Trump's falsehoods show no sign of letting up as campaign enters final stretch

Donald Trump
Donald Trump in Bedminster, N.J., on Thursday. (Adam Gray/Getty Images) (Adam Gray via Getty Images)

With the dynamics of the 2024 presidential election having dramatically shifted since President Biden dropped out of the race on July 21, former President Donald Trump has tried to blunt Vice President Kamala Harris’s momentum by holding a series of press conferences and interviews.

But during an Aug. 8 press conference at his Mar-a-Lago home and private resort, an Aug. 12 interview with Elon Musk on X and an Aug. 15 press conference at his New Jersey golf club, Trump proceeded to make dozens of false or unfounded claims. NPR counted 162 “lies and distortions” at the Mar-a-Lago presser alone.

On his social media platform, meanwhile, Trump added to the growing tally of untruths, claiming that the video and photographs showing a large crowd that attended Harris’s Aug. 7 rally at Detroit Metro Airport had been generated using artificial intelligence.

“She had NOBODY waiting, and the ‘crowd’ looked like 10,000 people! Same thing is happening with her fake ‘crowds’ at her speeches,” Trump asserted on Aug. 11 in what amounts to perhaps the most easily debunkable claim in electoral history.

Here’s a look at some of the recent falsehoods Trump has been making as he campaigns for a second White House term.

At his Mar-a-Lago press conference, Trump raised eyebrows with a story about a helicopter ride he claimed to have taken with former San Francisco Mayor Willie Brown.

"I went down in a helicopter with him," Trump told reporters. "We thought maybe this is the end. We were in a helicopter going to a certain location together, and there was an emergency landing. This was not a pleasant landing, and Willie was, he was a little concerned."

Trump added that Brown had told him “terrible things” about Harris.

Brown later responded that he had never been in a helicopter with Trump and denied ever telling him anything negative about Harris.

Seizing on the surge of immigration into the U.S. from across the border with Mexico during the Biden administration, Trump has repeatedly claimed that Harris bears responsibility because she was appointed the nation’s “border czar.”

“She's the border czar. By the way, she was the border czar, 100%,” Trump told reporters about Harris at his Aug. 8 press conference. “And all of a sudden, for the last few weeks, she's not the border czar anymore, like nobody ever said it.”

While Biden tasked Harris with working with Central American nations to understand the root causes of immigration and to stem the number of migrants coming to the U.S., she was never given the “border czar” title.

According to U.S. Customs and Border Protection figures, roughly 7.3 million encounters with migrants seeking to enter the country illegally have been recorded since Biden became president. Trump has regularly sought to inflate that number, but has not provided any evidence for his claims.

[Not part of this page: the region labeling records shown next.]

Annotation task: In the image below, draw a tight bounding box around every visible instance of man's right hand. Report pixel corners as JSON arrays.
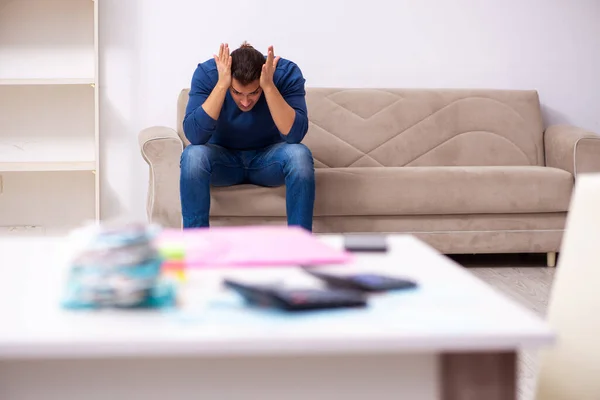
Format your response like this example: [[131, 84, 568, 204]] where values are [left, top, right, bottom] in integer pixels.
[[214, 43, 231, 89]]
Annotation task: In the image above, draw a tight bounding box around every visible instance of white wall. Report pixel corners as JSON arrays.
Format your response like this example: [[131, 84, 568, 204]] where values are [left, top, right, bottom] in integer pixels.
[[100, 0, 600, 218]]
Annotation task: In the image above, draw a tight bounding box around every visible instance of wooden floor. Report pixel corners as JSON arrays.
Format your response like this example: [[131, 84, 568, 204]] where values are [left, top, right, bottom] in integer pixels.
[[451, 254, 556, 400]]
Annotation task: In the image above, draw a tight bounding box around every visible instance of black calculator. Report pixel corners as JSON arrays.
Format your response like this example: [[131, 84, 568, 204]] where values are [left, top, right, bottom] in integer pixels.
[[304, 267, 417, 292], [224, 279, 367, 311]]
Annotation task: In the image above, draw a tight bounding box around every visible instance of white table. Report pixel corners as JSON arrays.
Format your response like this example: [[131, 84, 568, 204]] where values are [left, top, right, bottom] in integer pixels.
[[0, 236, 554, 400]]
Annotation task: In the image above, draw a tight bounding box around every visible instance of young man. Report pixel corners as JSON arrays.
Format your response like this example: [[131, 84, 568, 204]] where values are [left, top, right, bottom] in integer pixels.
[[180, 43, 315, 231]]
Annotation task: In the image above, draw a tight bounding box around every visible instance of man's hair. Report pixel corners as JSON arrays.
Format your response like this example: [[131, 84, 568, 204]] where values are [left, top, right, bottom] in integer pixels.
[[231, 42, 265, 86]]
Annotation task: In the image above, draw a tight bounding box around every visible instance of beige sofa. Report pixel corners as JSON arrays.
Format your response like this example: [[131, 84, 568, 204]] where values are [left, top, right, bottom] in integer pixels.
[[139, 88, 600, 262]]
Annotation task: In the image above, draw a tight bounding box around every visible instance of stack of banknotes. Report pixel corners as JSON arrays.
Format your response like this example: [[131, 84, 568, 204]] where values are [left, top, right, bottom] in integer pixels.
[[63, 222, 175, 309]]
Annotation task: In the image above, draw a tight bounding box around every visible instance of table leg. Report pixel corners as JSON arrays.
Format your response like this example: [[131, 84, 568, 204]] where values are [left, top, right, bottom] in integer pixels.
[[440, 352, 517, 400]]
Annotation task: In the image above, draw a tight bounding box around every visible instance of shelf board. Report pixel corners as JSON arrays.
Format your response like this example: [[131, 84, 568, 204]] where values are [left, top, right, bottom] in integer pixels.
[[0, 161, 96, 172], [0, 78, 94, 86]]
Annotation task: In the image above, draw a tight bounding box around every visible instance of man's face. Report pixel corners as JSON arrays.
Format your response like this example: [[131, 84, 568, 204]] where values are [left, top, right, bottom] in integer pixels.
[[229, 79, 262, 112]]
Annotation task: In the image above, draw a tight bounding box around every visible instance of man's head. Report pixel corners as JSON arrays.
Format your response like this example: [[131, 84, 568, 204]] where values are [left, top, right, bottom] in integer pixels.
[[230, 42, 265, 111]]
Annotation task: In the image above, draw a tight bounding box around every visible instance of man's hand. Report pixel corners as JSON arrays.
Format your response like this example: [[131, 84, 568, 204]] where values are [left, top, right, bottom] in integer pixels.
[[214, 43, 231, 89], [260, 46, 279, 91]]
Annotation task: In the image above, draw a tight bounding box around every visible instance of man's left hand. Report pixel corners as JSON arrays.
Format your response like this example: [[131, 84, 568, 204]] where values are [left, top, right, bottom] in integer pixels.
[[260, 46, 280, 90]]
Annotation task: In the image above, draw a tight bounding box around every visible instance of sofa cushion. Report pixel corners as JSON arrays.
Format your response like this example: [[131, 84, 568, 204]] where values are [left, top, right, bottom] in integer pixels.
[[211, 166, 573, 216]]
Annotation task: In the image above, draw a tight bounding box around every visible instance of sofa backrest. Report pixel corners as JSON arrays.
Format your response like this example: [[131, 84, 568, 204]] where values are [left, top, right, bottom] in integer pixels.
[[178, 88, 544, 168]]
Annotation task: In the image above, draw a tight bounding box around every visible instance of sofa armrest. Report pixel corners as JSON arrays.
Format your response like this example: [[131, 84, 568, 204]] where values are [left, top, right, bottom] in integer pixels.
[[544, 125, 600, 177], [138, 126, 184, 228]]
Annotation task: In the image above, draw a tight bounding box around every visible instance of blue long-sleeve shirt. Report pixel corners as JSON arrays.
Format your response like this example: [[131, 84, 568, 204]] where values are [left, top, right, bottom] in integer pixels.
[[183, 58, 308, 150]]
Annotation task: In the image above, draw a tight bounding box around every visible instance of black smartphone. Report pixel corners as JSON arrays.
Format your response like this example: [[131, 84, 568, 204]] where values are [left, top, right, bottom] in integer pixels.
[[224, 279, 367, 311], [344, 234, 388, 252], [304, 268, 418, 292]]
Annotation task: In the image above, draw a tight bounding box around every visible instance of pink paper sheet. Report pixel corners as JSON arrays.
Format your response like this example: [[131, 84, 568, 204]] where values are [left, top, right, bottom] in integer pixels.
[[157, 226, 352, 268]]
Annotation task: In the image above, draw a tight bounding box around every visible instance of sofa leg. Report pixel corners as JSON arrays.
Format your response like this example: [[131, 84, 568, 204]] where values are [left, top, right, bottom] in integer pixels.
[[546, 251, 556, 267]]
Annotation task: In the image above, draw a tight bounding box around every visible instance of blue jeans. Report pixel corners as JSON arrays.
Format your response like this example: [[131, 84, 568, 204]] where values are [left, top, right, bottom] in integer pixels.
[[179, 143, 315, 231]]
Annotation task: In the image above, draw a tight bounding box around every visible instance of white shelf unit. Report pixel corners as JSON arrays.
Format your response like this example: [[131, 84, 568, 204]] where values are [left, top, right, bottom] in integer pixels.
[[0, 0, 100, 235]]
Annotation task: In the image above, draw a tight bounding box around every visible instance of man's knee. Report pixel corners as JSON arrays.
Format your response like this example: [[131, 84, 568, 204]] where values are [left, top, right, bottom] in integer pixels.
[[284, 143, 315, 182], [181, 145, 212, 178]]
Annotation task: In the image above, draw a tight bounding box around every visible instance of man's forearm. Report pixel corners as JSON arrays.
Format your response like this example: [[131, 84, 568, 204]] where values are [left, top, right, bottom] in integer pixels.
[[263, 86, 296, 135], [202, 83, 229, 119]]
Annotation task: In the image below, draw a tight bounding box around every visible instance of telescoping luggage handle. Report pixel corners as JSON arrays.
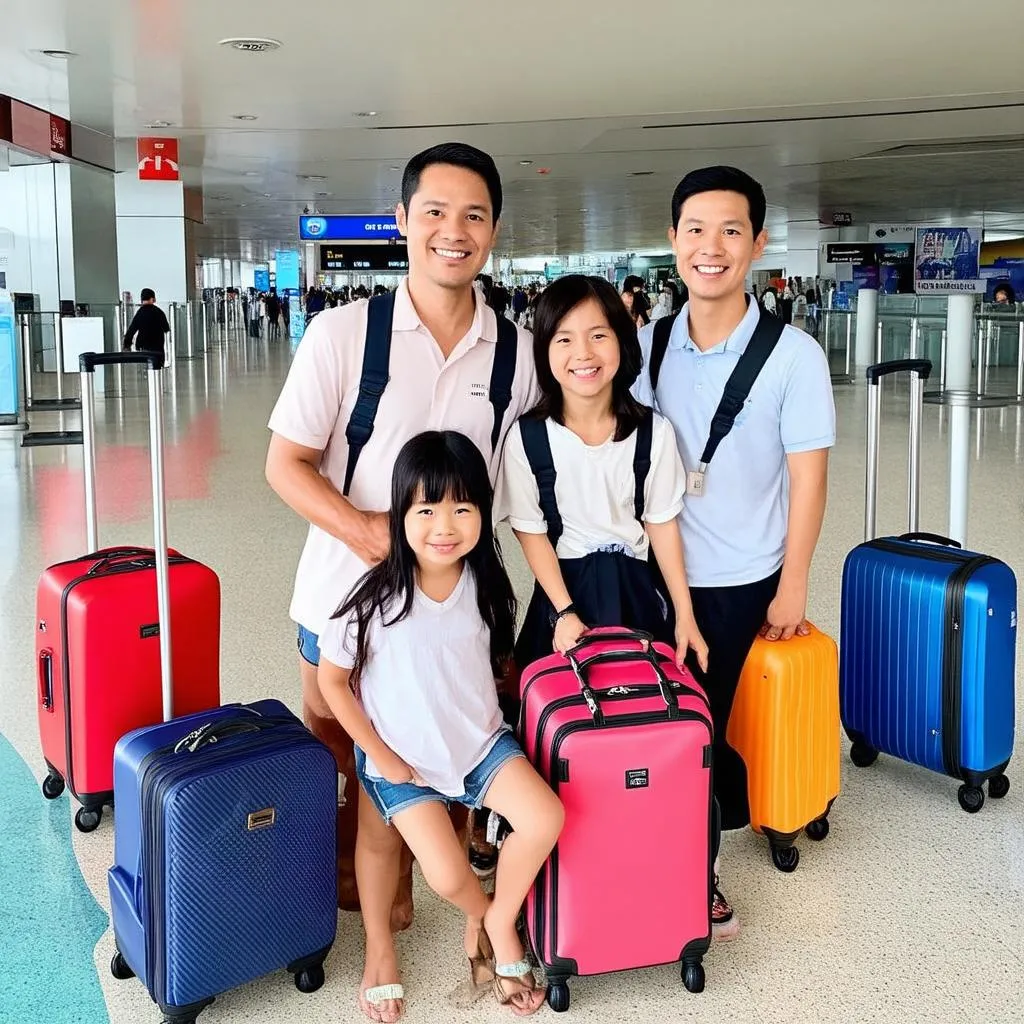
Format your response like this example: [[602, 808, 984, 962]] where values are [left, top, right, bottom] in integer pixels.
[[565, 630, 679, 725], [79, 352, 174, 722], [864, 359, 932, 541]]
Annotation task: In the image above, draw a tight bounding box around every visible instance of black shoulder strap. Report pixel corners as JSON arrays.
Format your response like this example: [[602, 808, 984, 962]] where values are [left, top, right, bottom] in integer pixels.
[[341, 292, 394, 498], [633, 403, 665, 526], [487, 316, 519, 455], [650, 313, 679, 391], [519, 416, 565, 547], [699, 309, 785, 472]]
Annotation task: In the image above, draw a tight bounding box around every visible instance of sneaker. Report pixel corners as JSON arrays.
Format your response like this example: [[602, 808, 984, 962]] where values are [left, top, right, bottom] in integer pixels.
[[711, 874, 739, 942]]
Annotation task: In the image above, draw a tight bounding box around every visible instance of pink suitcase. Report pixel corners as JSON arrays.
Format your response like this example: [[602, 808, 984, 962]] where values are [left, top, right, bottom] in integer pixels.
[[519, 628, 715, 1012]]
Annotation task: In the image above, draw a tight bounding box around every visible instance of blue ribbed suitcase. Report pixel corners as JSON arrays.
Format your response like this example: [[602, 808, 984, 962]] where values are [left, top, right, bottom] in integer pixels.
[[840, 360, 1017, 812], [108, 700, 338, 1024]]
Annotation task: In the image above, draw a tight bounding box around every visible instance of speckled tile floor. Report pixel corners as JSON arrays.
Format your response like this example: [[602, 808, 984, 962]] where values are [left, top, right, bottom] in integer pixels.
[[0, 327, 1024, 1024]]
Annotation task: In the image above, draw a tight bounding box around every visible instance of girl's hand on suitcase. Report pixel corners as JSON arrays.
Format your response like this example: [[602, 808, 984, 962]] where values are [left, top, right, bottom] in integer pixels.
[[676, 613, 708, 672], [554, 615, 587, 654]]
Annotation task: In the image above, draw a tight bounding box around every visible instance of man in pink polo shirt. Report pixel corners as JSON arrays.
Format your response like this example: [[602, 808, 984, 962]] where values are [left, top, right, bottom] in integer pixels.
[[266, 143, 537, 1022]]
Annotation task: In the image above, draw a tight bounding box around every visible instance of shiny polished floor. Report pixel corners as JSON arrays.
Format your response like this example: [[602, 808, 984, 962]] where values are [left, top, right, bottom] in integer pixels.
[[0, 329, 1024, 1024]]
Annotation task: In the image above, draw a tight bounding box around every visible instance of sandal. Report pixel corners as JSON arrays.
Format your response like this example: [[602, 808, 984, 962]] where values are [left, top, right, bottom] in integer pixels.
[[469, 928, 495, 988], [494, 959, 544, 1016], [361, 984, 406, 1017]]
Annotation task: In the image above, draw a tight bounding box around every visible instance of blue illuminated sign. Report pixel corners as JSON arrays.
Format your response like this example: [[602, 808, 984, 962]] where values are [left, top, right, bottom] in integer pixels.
[[299, 215, 401, 242], [274, 249, 302, 292]]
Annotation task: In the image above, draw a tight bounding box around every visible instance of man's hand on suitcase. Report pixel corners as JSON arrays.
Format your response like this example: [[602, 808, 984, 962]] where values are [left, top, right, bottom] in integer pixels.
[[761, 587, 811, 641], [676, 612, 708, 672]]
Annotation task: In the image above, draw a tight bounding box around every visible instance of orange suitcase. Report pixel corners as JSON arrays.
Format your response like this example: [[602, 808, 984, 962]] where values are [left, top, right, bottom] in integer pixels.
[[726, 626, 840, 871]]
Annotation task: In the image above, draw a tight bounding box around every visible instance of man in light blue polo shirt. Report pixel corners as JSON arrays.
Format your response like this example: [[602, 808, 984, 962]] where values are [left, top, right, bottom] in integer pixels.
[[634, 167, 836, 939]]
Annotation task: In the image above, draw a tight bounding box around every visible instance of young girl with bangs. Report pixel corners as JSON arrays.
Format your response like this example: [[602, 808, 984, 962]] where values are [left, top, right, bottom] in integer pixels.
[[318, 431, 563, 1022]]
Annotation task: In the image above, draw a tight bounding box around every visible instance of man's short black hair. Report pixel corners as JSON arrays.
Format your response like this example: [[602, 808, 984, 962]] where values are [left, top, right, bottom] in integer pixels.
[[401, 142, 502, 223], [672, 166, 768, 238]]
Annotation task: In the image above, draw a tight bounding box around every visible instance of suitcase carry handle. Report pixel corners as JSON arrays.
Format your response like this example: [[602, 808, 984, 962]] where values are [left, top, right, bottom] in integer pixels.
[[864, 359, 932, 541], [899, 531, 963, 548], [79, 352, 174, 722], [174, 717, 291, 754], [565, 630, 654, 657], [566, 650, 679, 725], [39, 650, 53, 712]]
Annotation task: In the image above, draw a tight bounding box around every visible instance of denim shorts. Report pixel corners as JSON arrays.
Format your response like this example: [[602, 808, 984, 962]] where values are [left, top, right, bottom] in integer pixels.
[[355, 728, 525, 824], [298, 626, 319, 668]]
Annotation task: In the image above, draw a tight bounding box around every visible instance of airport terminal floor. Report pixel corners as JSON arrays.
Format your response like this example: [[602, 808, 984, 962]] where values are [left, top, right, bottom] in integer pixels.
[[0, 334, 1024, 1024]]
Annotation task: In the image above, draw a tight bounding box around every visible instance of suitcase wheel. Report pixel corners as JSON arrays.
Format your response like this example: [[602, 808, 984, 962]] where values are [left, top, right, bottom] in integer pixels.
[[850, 739, 879, 768], [805, 818, 828, 843], [111, 949, 135, 981], [43, 772, 65, 800], [295, 964, 325, 995], [771, 846, 800, 874], [548, 980, 569, 1014], [75, 807, 103, 833], [682, 961, 705, 994], [988, 775, 1010, 800], [956, 782, 985, 814]]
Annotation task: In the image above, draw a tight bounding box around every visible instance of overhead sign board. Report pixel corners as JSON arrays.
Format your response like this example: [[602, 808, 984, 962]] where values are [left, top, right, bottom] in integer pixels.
[[319, 245, 409, 272], [299, 214, 401, 242], [913, 226, 985, 295]]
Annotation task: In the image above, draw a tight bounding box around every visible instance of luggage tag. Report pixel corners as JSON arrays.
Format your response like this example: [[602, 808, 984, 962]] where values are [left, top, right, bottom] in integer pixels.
[[686, 462, 708, 498]]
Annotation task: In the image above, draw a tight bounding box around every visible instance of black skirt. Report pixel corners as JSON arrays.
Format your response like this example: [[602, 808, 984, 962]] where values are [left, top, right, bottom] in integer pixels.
[[515, 551, 676, 669]]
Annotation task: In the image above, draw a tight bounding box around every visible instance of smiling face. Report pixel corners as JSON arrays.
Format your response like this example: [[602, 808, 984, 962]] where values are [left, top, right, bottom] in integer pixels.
[[669, 191, 768, 301], [395, 164, 498, 289], [404, 487, 481, 570], [548, 298, 620, 406]]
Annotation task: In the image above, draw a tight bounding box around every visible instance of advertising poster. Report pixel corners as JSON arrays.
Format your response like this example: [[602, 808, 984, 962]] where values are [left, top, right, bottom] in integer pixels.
[[913, 227, 985, 295]]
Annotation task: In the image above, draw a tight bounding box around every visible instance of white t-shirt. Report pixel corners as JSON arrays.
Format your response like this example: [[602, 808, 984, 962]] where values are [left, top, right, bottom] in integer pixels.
[[495, 413, 686, 558], [319, 568, 503, 797], [269, 281, 538, 634]]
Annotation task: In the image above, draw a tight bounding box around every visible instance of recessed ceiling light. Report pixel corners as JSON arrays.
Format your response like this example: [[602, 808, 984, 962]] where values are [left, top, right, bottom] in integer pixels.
[[217, 37, 281, 53]]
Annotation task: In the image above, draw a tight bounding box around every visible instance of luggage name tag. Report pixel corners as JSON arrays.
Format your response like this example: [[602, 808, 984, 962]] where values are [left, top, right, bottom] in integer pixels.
[[686, 462, 708, 498]]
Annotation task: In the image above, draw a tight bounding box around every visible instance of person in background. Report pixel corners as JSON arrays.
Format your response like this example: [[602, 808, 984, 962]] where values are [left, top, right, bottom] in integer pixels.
[[124, 288, 171, 355]]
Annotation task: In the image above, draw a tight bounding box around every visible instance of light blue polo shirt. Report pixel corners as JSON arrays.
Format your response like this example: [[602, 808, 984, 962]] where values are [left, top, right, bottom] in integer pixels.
[[633, 300, 836, 587]]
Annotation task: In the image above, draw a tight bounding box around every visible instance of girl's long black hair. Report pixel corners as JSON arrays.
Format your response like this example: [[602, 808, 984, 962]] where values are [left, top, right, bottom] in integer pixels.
[[529, 273, 644, 441], [332, 430, 515, 693]]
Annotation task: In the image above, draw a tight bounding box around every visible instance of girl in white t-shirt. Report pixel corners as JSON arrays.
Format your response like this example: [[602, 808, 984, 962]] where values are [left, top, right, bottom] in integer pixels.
[[318, 431, 563, 1019], [497, 274, 708, 667]]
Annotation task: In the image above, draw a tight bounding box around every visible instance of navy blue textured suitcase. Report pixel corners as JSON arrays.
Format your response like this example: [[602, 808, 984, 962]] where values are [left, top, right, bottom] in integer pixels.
[[108, 700, 338, 1024], [840, 359, 1017, 812]]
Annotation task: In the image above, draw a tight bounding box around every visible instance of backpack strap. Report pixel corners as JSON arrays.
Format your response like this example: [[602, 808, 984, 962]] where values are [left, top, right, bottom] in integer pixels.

“Twenty million people came over the border in the last — during the Biden-Harris administration,” he said during his Mar-a-Lago press conference. “Twenty million people. And it could be very much higher than that. Nobody really knows what the number is.”

At a news conference on Thursday in Bedminster, N.J., Trump again resorted to hyperbole and distortion when making the following claim: “Virtually 100% of the net job creation in the last year has gone to migrants.”

As the Associated Press reported in its fact check of that event, Trump appears to be conflating immigrants who are naturalized U.S. citizens with those in the country illegally. Unemployment figures for native-born Americans are, in fact, lower than those in the country who are foreign-born.

During his interview with Elon Musk on Monday, Trump made the case that crime in America was on the rise.

“Our crime rate’s going through the roof,” he said.

Preliminary FBI data show the opposite, however, with a 13% decline in the murder rate for 2023 and a further 26% decline in the first quarter of 2024. Overall violent crime levels fell 6% in 2023, according to the bureau’s preliminary figures, and dropped another 15% in the first quarter of 2024, according to CNN.